I just don't see diesel prices out pacing gas for much longer. We might still pay $4 + per but it could be that gasoline will be more. Not good for our wallets in any event.


----------



## justinsnow0 (Feb 5, 2007)

If your using an AAFES you won't get a deal on fuel either as they are for profit. So there prices are hiked but you do still get the tax break though. The problem with diesels if you live in cold climate is plugging them. For the casual driver it's a pain in the butt and it's also not good to shut it off and start it up fequently, they are really meant to run for long periods but I'm sure they can find a fix for that. Also I have noticed that it's not as easy to find diesel in the NE. here in KY, they have truck stops like Pilot, TA, loves, etc but in the NE they arent everywhere like here in KY. I have never seen a gas station here in KY that didn't sell diesel but back in MA it's common for stations not to sell it or they only have 1 pump that sells it. It wasn't until I moved here to KY that I ever even saw huge truck stops.


----------



## Sayonara (Jul 23, 2007)

mons02035 said:


> If your using an AAFES you won't get a deal on fuel either as they are for profit. So there prices are hiked but you do still get the tax break though. The problem with diesels if you live in cold climate is plugging them. For the casual driver it's a pain in the butt and it's also not good to shut it off and start it up fequently, they are really meant to run for long periods but I'm sure they can find a fix for that. Also I have noticed that it's not as easy to find diesel in the NE. here in KY, they have truck stops like Pilot, TA, loves, etc but in the NE they arent everywhere like here in KY. I have never seen a gas station here in KY that didn't sell diesel but back in MA it's common for stations not to sell it or they only have 1 pump that sells it. It wasn't until I moved here to KY that I ever even saw huge truck stops.


Diesel fuel (luckily) can be found at about 80% of the stations here in SE MI. 
I was also told by 2 dealers that with the new diesels you dont need to worry about the start up / shut down cylces as you did the older gen diesel engines. im no expert but thats what is was told.

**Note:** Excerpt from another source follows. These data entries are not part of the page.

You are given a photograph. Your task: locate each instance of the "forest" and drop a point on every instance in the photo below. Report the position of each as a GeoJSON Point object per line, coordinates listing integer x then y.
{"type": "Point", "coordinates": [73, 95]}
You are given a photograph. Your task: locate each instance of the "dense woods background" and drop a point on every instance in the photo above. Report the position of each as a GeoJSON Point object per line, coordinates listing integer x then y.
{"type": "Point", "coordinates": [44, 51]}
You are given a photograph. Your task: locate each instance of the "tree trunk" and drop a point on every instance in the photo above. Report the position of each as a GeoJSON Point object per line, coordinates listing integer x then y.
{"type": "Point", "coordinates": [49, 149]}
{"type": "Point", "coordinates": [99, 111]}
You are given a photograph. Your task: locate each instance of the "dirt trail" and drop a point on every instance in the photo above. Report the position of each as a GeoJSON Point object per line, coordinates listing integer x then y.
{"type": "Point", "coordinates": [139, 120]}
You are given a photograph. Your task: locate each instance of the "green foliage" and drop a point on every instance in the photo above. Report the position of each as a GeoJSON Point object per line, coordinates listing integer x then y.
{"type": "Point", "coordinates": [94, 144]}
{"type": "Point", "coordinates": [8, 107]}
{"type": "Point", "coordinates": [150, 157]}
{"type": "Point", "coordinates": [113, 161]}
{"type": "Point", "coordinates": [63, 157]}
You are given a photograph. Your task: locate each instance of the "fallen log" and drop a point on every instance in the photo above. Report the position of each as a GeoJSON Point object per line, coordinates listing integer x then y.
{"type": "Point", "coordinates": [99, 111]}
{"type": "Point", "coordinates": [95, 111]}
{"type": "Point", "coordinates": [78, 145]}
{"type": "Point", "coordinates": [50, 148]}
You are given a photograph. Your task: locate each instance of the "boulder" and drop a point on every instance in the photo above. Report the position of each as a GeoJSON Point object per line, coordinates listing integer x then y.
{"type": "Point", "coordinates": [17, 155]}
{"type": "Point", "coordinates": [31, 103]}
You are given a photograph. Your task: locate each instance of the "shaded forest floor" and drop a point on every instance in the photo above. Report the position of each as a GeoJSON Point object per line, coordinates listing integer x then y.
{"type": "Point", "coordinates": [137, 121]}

Apparently they are making these engines more user-friendly. unfortunatley, the more users, the more demand and the more $$


----------



## ember (Jan 17, 2008)

We haven't had any trouble finding diesel when we were traveling, and we kind of like the back roads, so didn't see or really expect to see any huge multi pump stations, but we didn't need one either. When we were in AZ visiting our son, we saw HUGE truck stops. When we arrived he took us out a particular road to show us something, and when he was taking us back to the airport 3 weeks later we went on the same road, and at an intersection where there had been antelope playing was a 16 pump station and mini mart open for business, and promoting a "full service truck stop with showers and laundromat to open soon. I'm not saying this is good or bad, only amazing to us to see that kind of turn around time, especially on such a large project.


----------